Le Saline della Laguna si trovano in Sicilia occidentale, sul litorale che collega Trapani con Marsala. Un territorio unico di fronte l’isola di Mothia, lungo la famosa “via del sale”, che offre al visitatore svariate opportunità di visita e di soggiorno. La visita del Mulino d’Infersa e del museo con il percorso multimediale; le esperienze e attività all’interno delle Saline “Ettore e Infersa”; la visita dell’Isola Lunga; il soggiorno in una delle nostre camere con vista.

Le Saline della Laguna sono state elette “Luogo del Cuore” FAI, vincendo la speciale classifica EXPO 2015. Un risultato reso possibile anche dalla lungimiranza e dal lavoro di conservazione della società che gestisce le saline Ettore e Infersa e alcuni dei luoghi circostanti:

  • l’elegante e sobria “Finestra sul Sale”, risultato di una attenta opera di restauro che ha prodotto tre camere finemente arredate con una splendida vista sulle Saline;
  • il Mulino d’Infersa (e gli altri due mulini perfettamente funzionanti), che ospita il museo con il percorso multimediale, il centro visitatori e la bottega del sale;
  • le  Saline Ettore e Infersa, ancora oggi utilizzate per la produzione del sale marino, dove poter provare esperienze uniche, anche all’interno delle vasche;
  • l’Isola Lunga, solitaria e affascinante, dove “perdersi” tra la natura lussureggiante, fino a raggiungere una vasca dedicata alle immersioni rigeneranti oppure sdraiarsi sulla crosta di sale.

Un percorso tutto da scoprire, nel cuore della Riserva Naturale Orientata Isole dello Stagnone.
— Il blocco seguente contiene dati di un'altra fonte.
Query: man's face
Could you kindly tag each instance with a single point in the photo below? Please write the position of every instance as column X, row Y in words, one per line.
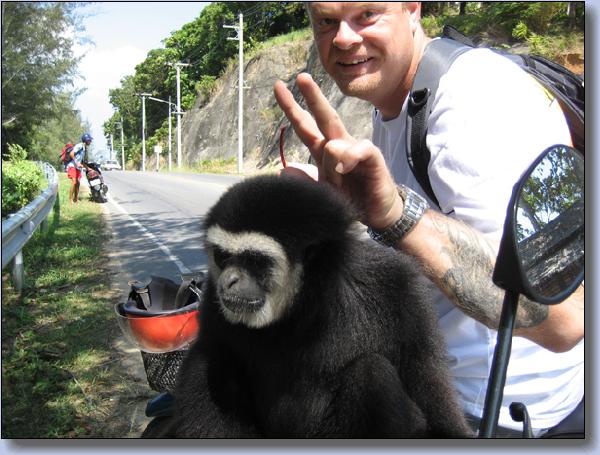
column 366, row 47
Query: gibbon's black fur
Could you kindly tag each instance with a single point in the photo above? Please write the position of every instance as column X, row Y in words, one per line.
column 354, row 352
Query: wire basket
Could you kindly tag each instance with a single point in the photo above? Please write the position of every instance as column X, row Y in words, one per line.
column 162, row 368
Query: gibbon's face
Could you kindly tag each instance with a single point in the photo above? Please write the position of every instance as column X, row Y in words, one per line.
column 254, row 279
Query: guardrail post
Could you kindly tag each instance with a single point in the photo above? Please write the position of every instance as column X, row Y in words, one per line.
column 17, row 271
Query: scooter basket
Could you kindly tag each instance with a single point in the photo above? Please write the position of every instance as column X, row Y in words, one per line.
column 162, row 368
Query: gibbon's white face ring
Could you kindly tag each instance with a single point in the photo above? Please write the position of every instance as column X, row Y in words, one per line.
column 285, row 277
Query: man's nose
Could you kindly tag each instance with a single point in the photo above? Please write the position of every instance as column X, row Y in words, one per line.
column 346, row 37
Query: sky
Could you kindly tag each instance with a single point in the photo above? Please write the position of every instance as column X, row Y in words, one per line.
column 122, row 34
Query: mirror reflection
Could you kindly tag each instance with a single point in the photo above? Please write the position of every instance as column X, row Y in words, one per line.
column 549, row 220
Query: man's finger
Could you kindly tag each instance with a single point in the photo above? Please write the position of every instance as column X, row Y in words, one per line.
column 326, row 117
column 303, row 123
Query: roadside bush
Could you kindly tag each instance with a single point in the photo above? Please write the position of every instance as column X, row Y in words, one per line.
column 22, row 180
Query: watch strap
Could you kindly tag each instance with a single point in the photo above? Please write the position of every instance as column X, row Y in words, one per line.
column 414, row 207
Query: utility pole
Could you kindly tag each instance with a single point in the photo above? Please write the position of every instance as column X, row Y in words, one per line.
column 170, row 104
column 240, row 38
column 179, row 113
column 144, row 95
column 122, row 147
column 169, row 133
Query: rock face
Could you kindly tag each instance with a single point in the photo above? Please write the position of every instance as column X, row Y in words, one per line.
column 210, row 131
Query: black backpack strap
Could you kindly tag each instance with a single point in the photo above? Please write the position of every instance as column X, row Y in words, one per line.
column 437, row 59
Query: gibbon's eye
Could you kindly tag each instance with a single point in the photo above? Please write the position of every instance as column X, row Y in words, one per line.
column 221, row 256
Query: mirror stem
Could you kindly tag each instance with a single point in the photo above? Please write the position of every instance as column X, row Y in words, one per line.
column 494, row 394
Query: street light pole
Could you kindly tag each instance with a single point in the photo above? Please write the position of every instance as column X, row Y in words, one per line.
column 144, row 95
column 122, row 147
column 179, row 113
column 170, row 104
column 240, row 38
column 169, row 133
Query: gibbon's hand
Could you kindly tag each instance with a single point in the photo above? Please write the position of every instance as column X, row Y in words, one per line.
column 357, row 168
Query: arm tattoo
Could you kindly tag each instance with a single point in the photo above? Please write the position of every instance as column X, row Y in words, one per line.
column 468, row 280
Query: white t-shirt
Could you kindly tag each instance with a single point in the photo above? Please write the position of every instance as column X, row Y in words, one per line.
column 489, row 122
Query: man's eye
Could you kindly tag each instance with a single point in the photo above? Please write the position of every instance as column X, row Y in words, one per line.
column 369, row 15
column 326, row 23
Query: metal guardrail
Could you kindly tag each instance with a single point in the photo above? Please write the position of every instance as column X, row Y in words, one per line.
column 18, row 228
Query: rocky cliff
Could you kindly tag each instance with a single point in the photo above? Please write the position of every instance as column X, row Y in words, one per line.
column 210, row 131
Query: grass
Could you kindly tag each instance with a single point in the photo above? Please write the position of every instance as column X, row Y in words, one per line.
column 58, row 375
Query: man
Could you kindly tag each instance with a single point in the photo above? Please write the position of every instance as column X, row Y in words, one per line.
column 489, row 122
column 75, row 165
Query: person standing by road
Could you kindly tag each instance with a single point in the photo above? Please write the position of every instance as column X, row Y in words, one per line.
column 75, row 165
column 489, row 122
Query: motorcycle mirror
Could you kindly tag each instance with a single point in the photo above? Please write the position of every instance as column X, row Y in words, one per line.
column 542, row 251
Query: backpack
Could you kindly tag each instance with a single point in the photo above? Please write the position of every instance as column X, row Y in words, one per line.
column 567, row 87
column 65, row 153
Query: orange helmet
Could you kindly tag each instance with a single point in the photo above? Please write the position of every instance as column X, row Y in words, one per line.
column 159, row 315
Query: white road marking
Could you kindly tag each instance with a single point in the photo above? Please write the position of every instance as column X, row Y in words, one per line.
column 165, row 249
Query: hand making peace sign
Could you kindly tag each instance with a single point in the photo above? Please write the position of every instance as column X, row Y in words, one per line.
column 355, row 167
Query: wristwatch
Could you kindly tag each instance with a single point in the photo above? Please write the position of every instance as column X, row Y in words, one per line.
column 414, row 207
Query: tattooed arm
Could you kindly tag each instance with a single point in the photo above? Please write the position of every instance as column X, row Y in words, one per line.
column 461, row 261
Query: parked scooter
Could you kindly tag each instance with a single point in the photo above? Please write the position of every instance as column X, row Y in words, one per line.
column 542, row 257
column 98, row 188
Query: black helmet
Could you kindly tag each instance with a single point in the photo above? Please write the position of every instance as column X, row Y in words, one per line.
column 161, row 316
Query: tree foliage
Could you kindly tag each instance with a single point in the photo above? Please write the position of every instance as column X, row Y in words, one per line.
column 38, row 65
column 508, row 20
column 22, row 180
column 204, row 45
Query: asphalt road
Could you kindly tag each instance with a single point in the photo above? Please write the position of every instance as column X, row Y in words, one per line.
column 156, row 221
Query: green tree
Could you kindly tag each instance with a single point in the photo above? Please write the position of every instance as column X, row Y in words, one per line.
column 203, row 44
column 37, row 65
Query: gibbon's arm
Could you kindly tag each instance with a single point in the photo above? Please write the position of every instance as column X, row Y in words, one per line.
column 461, row 261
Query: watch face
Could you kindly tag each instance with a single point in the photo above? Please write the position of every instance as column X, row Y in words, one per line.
column 414, row 207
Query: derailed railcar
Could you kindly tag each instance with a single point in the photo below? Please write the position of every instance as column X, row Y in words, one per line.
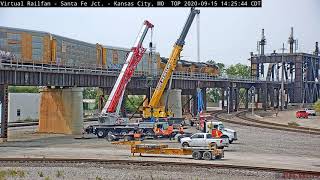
column 190, row 67
column 30, row 46
column 26, row 45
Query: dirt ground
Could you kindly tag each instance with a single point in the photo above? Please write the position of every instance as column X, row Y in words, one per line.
column 284, row 117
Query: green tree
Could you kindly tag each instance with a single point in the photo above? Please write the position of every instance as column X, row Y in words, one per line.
column 239, row 70
column 23, row 89
column 214, row 94
column 90, row 93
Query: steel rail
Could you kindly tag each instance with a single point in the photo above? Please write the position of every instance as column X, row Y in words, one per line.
column 257, row 123
column 159, row 163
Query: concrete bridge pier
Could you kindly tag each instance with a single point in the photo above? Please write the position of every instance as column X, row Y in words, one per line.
column 222, row 98
column 236, row 99
column 230, row 97
column 204, row 96
column 61, row 111
column 264, row 97
column 195, row 102
column 4, row 112
column 271, row 96
column 246, row 103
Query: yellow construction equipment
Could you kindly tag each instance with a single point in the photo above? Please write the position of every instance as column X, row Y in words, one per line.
column 197, row 153
column 154, row 109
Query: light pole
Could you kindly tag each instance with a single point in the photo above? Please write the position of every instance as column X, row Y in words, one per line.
column 228, row 100
column 252, row 99
column 282, row 78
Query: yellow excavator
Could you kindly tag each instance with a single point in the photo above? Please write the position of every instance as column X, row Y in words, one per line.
column 154, row 109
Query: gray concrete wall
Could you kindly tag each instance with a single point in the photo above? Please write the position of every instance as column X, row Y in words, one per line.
column 28, row 103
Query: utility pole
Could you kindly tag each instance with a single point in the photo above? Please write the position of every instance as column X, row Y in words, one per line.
column 282, row 78
column 228, row 100
column 252, row 91
column 198, row 37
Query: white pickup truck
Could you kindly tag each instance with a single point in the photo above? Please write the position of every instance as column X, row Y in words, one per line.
column 204, row 140
column 310, row 111
column 232, row 134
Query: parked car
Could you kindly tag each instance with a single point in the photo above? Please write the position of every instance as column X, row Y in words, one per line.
column 302, row 114
column 204, row 140
column 310, row 111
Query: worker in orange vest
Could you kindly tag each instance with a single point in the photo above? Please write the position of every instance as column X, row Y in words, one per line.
column 216, row 133
column 170, row 131
column 181, row 130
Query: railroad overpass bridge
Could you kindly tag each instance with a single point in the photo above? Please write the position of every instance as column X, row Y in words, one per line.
column 18, row 74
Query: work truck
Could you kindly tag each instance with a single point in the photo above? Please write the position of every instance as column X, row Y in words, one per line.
column 204, row 139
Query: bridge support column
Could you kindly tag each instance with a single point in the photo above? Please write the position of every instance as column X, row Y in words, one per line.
column 204, row 96
column 236, row 99
column 222, row 98
column 272, row 97
column 230, row 99
column 123, row 110
column 61, row 111
column 246, row 103
column 195, row 102
column 4, row 112
column 264, row 97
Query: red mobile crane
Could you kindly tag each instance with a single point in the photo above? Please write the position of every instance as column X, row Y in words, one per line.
column 109, row 119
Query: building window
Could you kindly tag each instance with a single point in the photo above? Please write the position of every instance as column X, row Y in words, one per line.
column 18, row 112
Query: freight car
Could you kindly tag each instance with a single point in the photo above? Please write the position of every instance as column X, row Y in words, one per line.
column 192, row 67
column 45, row 48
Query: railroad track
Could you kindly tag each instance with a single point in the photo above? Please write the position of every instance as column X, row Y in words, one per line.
column 305, row 173
column 25, row 124
column 246, row 121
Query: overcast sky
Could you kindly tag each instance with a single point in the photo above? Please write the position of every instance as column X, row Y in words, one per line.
column 227, row 35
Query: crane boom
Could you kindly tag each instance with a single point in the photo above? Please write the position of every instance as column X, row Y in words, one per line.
column 171, row 64
column 153, row 109
column 133, row 58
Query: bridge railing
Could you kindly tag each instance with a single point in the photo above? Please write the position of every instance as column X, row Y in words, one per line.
column 94, row 69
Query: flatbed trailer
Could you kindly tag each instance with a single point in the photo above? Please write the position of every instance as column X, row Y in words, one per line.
column 207, row 153
column 103, row 131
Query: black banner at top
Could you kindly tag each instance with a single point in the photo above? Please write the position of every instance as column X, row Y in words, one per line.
column 132, row 3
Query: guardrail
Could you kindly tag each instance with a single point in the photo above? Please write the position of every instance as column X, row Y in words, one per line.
column 93, row 69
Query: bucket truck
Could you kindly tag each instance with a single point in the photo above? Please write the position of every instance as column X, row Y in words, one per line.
column 109, row 121
column 154, row 110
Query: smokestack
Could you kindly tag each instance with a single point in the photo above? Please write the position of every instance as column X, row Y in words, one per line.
column 262, row 42
column 291, row 41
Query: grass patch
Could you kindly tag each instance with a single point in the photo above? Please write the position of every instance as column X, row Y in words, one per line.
column 59, row 174
column 3, row 174
column 293, row 124
column 11, row 173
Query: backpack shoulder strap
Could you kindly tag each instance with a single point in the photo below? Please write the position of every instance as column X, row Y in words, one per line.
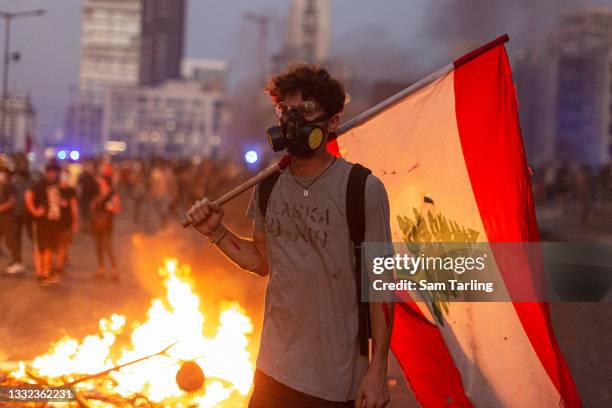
column 355, row 215
column 265, row 189
column 355, row 202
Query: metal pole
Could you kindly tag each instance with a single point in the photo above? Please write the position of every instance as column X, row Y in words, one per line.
column 7, row 34
column 7, row 62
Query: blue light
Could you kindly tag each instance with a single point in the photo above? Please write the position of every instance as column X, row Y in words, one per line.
column 251, row 157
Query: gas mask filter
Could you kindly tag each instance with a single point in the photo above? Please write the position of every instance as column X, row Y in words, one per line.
column 301, row 138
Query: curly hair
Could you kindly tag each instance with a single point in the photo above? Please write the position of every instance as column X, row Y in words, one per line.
column 314, row 83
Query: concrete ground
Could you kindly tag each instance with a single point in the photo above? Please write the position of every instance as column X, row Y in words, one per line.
column 32, row 317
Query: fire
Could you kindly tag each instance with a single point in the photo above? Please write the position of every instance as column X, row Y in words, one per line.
column 175, row 320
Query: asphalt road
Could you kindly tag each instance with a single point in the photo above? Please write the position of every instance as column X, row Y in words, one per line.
column 32, row 317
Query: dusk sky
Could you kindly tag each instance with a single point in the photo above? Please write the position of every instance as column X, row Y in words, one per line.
column 379, row 38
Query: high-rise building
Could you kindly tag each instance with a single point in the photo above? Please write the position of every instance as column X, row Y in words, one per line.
column 583, row 86
column 161, row 40
column 19, row 122
column 123, row 43
column 179, row 118
column 308, row 29
column 212, row 73
column 307, row 36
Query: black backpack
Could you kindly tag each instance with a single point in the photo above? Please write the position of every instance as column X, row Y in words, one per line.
column 355, row 215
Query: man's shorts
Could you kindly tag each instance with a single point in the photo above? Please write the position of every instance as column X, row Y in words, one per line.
column 64, row 236
column 47, row 234
column 269, row 393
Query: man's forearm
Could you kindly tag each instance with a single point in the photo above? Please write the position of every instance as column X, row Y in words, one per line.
column 381, row 315
column 241, row 251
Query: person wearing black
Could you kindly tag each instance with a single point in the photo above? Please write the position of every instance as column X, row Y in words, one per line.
column 69, row 218
column 8, row 198
column 87, row 190
column 43, row 202
column 22, row 181
column 103, row 209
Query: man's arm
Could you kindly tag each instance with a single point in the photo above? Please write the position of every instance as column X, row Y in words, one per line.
column 374, row 390
column 248, row 254
column 8, row 204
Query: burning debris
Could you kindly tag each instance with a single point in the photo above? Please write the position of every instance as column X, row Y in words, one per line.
column 167, row 361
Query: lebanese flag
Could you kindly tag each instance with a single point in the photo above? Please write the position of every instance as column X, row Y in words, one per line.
column 453, row 139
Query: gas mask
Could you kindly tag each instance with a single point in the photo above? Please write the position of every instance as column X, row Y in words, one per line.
column 301, row 137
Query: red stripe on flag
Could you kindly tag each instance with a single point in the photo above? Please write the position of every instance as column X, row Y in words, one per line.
column 487, row 119
column 427, row 364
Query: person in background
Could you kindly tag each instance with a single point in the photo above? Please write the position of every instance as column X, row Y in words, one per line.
column 43, row 201
column 87, row 189
column 69, row 219
column 8, row 199
column 21, row 180
column 103, row 209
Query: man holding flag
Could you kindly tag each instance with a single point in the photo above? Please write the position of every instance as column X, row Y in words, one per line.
column 314, row 350
column 447, row 149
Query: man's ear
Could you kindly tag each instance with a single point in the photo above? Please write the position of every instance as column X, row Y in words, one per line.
column 334, row 122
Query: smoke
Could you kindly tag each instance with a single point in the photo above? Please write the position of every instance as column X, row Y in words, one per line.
column 461, row 25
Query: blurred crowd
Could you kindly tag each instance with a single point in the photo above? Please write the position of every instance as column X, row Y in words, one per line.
column 52, row 204
column 574, row 189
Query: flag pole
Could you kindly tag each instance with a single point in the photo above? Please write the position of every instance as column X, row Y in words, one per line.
column 364, row 116
column 359, row 119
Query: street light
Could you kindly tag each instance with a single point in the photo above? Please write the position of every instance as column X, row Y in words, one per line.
column 8, row 17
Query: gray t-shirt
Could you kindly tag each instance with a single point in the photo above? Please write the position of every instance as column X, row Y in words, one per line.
column 309, row 335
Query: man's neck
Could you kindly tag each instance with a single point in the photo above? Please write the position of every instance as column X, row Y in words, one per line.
column 312, row 166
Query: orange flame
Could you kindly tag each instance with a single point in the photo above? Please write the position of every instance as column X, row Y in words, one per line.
column 224, row 358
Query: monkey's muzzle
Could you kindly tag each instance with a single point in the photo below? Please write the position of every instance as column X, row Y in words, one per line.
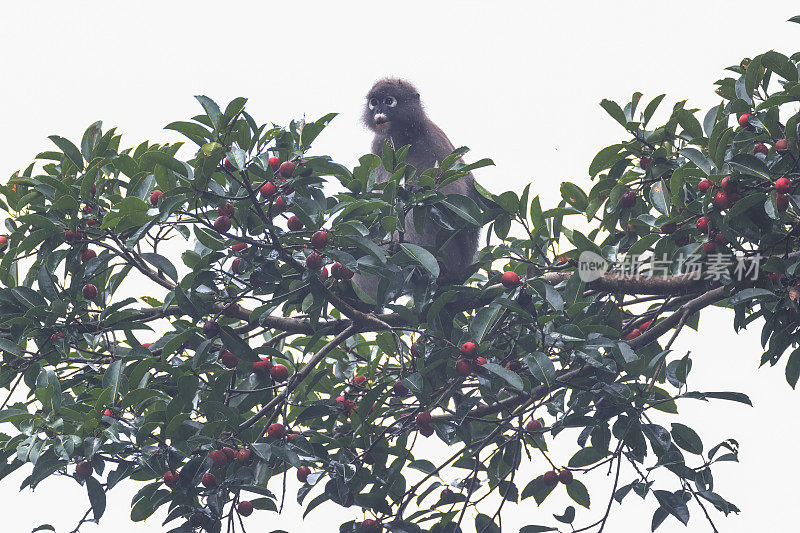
column 381, row 121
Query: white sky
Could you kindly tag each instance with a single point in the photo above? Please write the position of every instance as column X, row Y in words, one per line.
column 519, row 82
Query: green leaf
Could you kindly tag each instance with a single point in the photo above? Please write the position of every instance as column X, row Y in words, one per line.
column 161, row 263
column 483, row 321
column 587, row 456
column 112, row 378
column 511, row 377
column 605, row 158
column 613, row 109
column 423, row 257
column 577, row 491
column 97, row 497
column 695, row 156
column 793, row 368
column 537, row 489
column 542, row 368
column 686, row 438
column 69, row 149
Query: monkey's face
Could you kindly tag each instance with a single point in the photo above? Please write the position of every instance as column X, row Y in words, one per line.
column 381, row 112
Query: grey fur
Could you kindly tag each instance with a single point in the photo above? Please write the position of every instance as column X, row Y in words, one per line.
column 407, row 124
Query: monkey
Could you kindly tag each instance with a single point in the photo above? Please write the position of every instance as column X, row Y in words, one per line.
column 394, row 112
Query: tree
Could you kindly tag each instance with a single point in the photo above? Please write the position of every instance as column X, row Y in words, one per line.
column 268, row 365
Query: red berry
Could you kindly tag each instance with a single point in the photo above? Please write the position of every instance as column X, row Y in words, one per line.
column 744, row 120
column 83, row 470
column 236, row 266
column 339, row 271
column 245, row 508
column 399, row 389
column 89, row 291
column 171, row 478
column 782, row 185
column 222, row 224
column 276, row 430
column 668, row 228
column 209, row 480
column 533, row 426
column 721, row 200
column 782, row 202
column 211, row 328
column 218, row 457
column 228, row 359
column 230, row 453
column 155, row 196
column 263, row 366
column 426, row 431
column 423, row 418
column 87, row 255
column 314, row 261
column 243, row 456
column 268, row 190
column 628, row 199
column 728, row 185
column 463, row 367
column 286, row 169
column 469, row 349
column 633, row 334
column 370, row 526
column 279, row 372
column 550, row 478
column 319, row 239
column 294, row 223
column 302, row 473
column 510, row 280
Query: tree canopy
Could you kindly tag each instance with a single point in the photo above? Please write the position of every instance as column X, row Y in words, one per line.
column 267, row 360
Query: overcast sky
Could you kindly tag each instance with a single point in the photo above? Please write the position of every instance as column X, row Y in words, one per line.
column 518, row 82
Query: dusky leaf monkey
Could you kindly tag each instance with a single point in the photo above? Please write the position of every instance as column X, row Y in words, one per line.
column 394, row 112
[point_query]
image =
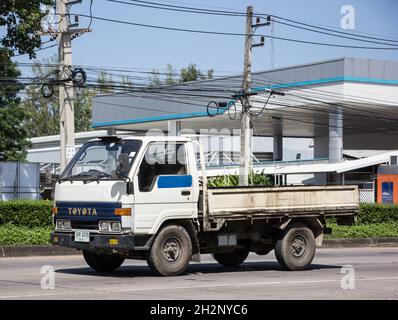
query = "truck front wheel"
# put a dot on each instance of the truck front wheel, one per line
(295, 247)
(231, 259)
(171, 251)
(103, 262)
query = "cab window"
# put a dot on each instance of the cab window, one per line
(161, 159)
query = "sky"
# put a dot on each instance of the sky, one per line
(114, 45)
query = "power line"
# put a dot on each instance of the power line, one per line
(232, 34)
(333, 35)
(161, 6)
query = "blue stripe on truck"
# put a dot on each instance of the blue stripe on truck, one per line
(175, 181)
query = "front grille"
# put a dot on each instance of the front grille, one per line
(90, 225)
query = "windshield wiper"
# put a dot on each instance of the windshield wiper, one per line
(75, 177)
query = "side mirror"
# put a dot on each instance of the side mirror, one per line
(124, 162)
(130, 187)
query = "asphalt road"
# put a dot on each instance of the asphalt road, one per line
(376, 277)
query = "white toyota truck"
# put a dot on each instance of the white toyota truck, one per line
(148, 198)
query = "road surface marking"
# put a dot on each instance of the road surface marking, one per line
(198, 287)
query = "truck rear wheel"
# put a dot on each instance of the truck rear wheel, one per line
(295, 248)
(103, 262)
(231, 259)
(171, 251)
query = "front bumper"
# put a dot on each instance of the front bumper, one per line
(104, 242)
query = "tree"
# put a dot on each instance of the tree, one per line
(21, 20)
(190, 73)
(154, 78)
(13, 142)
(170, 75)
(43, 113)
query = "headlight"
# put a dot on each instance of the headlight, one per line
(63, 225)
(109, 226)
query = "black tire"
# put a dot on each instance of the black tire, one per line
(231, 259)
(103, 262)
(295, 247)
(171, 251)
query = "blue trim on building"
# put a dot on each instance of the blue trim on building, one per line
(183, 181)
(254, 89)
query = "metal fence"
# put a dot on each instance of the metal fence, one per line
(366, 196)
(19, 181)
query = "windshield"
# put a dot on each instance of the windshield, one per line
(101, 160)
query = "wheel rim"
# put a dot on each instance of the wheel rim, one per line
(172, 250)
(298, 246)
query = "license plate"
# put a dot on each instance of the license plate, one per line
(82, 236)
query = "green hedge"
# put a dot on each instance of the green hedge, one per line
(375, 230)
(26, 213)
(377, 213)
(13, 235)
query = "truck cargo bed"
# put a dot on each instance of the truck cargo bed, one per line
(240, 202)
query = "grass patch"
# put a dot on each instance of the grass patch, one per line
(374, 230)
(14, 235)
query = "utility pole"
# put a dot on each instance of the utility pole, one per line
(66, 111)
(66, 89)
(245, 162)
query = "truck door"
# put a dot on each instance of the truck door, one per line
(163, 186)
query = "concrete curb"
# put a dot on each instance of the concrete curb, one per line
(360, 242)
(45, 250)
(25, 251)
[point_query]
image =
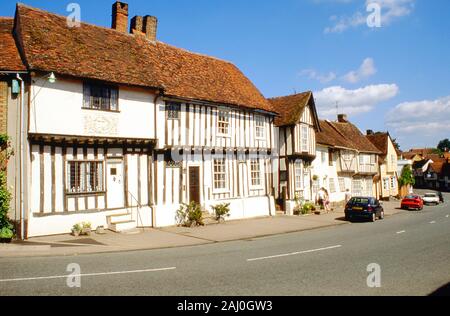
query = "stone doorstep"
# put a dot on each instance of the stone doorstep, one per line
(23, 248)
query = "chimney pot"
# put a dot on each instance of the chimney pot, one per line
(342, 118)
(150, 27)
(120, 16)
(137, 25)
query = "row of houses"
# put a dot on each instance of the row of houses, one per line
(431, 169)
(113, 127)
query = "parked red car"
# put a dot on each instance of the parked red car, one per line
(412, 202)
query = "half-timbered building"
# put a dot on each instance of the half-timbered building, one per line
(296, 129)
(122, 128)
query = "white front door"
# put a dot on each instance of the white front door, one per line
(115, 185)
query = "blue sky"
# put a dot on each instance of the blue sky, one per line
(394, 78)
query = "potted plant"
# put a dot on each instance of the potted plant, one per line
(86, 229)
(76, 230)
(221, 211)
(6, 234)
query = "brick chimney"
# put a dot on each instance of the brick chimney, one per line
(342, 118)
(137, 25)
(120, 16)
(150, 27)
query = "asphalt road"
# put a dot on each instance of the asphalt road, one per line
(412, 250)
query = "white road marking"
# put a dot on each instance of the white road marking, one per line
(85, 275)
(294, 253)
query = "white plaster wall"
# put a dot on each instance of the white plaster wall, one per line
(64, 100)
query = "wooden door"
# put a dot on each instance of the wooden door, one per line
(194, 184)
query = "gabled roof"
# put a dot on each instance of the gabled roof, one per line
(10, 58)
(291, 107)
(354, 136)
(95, 52)
(381, 141)
(329, 136)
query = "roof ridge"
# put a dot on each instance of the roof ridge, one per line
(290, 95)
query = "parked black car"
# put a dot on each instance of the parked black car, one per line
(365, 208)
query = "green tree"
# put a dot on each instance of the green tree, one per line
(444, 145)
(407, 177)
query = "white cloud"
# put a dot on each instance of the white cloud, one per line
(366, 70)
(314, 75)
(353, 102)
(428, 117)
(390, 11)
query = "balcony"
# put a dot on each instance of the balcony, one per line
(368, 169)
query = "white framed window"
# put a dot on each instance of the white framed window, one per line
(220, 174)
(304, 138)
(357, 187)
(324, 157)
(393, 183)
(298, 168)
(173, 111)
(386, 184)
(260, 128)
(332, 185)
(255, 173)
(223, 122)
(84, 177)
(342, 187)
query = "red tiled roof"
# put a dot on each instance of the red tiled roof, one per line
(354, 136)
(104, 54)
(329, 136)
(10, 58)
(291, 107)
(380, 140)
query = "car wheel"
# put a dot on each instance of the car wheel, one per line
(374, 218)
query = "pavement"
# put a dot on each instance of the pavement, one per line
(406, 254)
(172, 237)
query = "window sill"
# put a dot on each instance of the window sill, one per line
(81, 194)
(100, 110)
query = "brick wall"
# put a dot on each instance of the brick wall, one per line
(3, 107)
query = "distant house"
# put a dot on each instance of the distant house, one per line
(345, 160)
(295, 134)
(387, 182)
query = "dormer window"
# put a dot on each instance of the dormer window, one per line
(173, 111)
(100, 97)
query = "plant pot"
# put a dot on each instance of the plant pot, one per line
(5, 240)
(86, 231)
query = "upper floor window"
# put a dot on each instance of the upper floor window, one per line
(255, 168)
(85, 176)
(220, 174)
(223, 122)
(173, 111)
(298, 175)
(100, 97)
(260, 128)
(304, 138)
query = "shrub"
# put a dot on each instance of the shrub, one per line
(5, 198)
(189, 215)
(221, 211)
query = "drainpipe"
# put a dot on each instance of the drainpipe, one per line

Con la possibilità di partecipare alla degustazione esclusiva “c’è sale e sale”, esperienza originale e saporita.

 


Valle dei Templi

Il tempio della Concordia si vede appena spuntare all’estremità meridionale di questo piano tutto verde e tutto fiori; a oriente le scarse rovine del tempio di Giunone; le rovine di tutti gli altri edifici sacri sulla stessa linea retta dei due menzionati non si presentano all’occhio di chi sta in alto, che corre più verso Nord, lungo la costa, protesa ancora per una mezz’ora verso la marina (…)”. Ancor oggi poco o nulla del paesaggio che Goethe potè ammirare nell’aprile del 1787 è cambiato, e la Valle dei Templi è la zona più conosciuta e decantata di Agrigento. I monumenti che vi si ergono sono quanto ci è rimasto dell’antica città di Akragas, fondata nel VI secolo a.C. da coloni gelesi e divenuta nel volgere di circa cento anni “la più bella città dei mortali” (Pindaro). Distrutta dai cartaginesi nel 406, fu rifondata da Timoleonte nel 340 a.C. e visse nuovi momenti di splendore pur avviandosi inevitabilmente alla decadenza, definitiva con l’avvento dei Bizantini. La città antica fu abbandonata nel IX sec., dopo la conquista araba, ed il nucleo urbano si restrinse su una collina soprastante prendendo il nome di Gergent. Passata ai Normanni, la città fu nominata diocesi e si abbellì di numerose chiese. Palazzi e monumenti continuarono a sorgere anche tra il Trecento ed il Quattrocento e nuovamente tra il Seicento ed il Settecento. Nel 1927 la città ha preso il nome Agrigento e conta oggi circa 56.000 abitanti. Per la visita è necessario un giorno.